Runtime 2.0 supports data layout and optimization features for Delta tables:

  • Z-ordering: Organize data within Delta table files by specified columns to improve query performance for filtered queries.
  • Liquid Clustering: A flexible clustering approach that automatically optimizes data layout without manual maintenance.
  • Parallel Delta snapshot loading: The native execution engine loads Delta table snapshots in parallel, reducing query startup time for large tables.

Important

Delta Lake 4.0 specific features are experimental and only work on Spark experiences, such as Notebooks and Spark Job Definitions. If you need to use the same Delta Lake tables across multiple Microsoft Fabric workloads, don't enable those features. To learn more about which protocol versions and features are compatible across all Microsoft Fabric experiences, read Delta Lake table format interoperability.

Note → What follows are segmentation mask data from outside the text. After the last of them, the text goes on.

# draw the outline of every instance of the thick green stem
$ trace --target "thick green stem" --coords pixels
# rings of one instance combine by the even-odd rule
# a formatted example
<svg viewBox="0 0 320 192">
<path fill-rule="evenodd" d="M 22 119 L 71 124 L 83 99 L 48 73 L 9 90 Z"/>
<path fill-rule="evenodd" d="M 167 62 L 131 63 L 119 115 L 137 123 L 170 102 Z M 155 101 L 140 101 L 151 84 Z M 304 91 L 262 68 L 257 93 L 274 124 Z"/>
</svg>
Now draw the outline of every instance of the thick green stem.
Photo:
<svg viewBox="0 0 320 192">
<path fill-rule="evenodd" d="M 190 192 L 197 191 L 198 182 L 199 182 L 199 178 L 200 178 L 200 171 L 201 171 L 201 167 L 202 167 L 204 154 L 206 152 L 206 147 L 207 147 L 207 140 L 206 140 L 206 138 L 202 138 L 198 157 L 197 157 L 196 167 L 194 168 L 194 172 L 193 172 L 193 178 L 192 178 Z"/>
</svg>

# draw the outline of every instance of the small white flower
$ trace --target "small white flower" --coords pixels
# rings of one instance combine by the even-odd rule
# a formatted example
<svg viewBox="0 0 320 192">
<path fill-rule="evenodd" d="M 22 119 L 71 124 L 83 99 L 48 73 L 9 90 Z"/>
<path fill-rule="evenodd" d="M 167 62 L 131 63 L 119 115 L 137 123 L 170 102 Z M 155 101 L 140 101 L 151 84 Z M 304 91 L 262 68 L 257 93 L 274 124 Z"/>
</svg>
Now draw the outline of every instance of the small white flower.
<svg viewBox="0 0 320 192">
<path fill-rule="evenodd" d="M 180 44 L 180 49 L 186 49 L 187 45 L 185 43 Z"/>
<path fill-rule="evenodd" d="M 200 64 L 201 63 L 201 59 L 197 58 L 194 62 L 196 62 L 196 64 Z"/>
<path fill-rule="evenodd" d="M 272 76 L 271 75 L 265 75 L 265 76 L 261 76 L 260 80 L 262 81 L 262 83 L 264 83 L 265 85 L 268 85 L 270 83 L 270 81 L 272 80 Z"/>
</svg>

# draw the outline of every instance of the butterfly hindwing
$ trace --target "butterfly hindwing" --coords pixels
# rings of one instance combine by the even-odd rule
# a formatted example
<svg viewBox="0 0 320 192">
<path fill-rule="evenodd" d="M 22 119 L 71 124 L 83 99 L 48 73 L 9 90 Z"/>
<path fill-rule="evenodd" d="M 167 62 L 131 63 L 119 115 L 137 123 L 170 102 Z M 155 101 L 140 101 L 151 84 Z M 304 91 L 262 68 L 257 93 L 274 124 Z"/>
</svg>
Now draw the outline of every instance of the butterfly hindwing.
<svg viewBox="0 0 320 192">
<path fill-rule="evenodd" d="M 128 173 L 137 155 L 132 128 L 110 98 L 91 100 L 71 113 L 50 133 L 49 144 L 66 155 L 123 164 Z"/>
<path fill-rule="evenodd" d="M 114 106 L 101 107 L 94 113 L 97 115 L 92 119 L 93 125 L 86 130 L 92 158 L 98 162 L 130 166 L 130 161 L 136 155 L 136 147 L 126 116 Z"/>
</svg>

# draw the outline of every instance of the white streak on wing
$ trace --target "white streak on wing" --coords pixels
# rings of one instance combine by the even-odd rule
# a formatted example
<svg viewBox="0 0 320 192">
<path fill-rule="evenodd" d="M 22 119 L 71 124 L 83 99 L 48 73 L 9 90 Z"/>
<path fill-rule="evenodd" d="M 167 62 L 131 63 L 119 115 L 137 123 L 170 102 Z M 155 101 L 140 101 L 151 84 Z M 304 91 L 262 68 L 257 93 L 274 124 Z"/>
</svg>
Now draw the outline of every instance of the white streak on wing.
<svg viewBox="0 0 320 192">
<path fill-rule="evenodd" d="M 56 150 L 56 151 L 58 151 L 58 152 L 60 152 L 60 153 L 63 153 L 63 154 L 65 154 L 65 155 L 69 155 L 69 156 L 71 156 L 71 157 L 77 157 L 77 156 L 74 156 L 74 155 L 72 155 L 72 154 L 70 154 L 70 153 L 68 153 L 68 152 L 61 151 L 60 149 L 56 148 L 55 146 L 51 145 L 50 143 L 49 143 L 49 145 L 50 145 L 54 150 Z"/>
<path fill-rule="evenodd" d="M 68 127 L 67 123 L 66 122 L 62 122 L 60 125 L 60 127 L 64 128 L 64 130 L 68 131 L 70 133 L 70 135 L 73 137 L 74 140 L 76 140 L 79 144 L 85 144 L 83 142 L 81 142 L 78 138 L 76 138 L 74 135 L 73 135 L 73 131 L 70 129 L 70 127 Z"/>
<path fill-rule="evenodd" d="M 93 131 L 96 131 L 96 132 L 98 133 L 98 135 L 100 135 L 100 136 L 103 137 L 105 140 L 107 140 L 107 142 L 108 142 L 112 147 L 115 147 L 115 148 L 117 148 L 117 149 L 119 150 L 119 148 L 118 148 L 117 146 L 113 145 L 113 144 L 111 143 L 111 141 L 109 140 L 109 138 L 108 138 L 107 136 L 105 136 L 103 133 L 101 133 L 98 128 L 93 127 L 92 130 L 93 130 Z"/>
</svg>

Compute management in Runtime 2.0

Runtime 2.0 supports the following compute management features:

  • Resource profiles: Configure predefined resource allocations for Spark sessions to match workload requirements and control costs.
  • Custom live pools (preview): Create dedicated, pre-warmed Spark pools that reduce session startup time. Custom live pools are available in preview for Runtime 2.0 workloads.

Limitations and notes

  • Delta Lake 4.0 specific features are experimental and only work on Spark experiences, such as notebooks and Spark job definitions. If you need to use the same Delta Lake tables across multiple Fabric workloads, don't enable those features. For more information, see Delta Lake table format interoperability.
  • Runtime 2.0 is in public preview. Some features and APIs may change before general availability.
  • The VS Code extension for Fabric Spark supports Runtime 2.0 for notebook and Spark job definition development.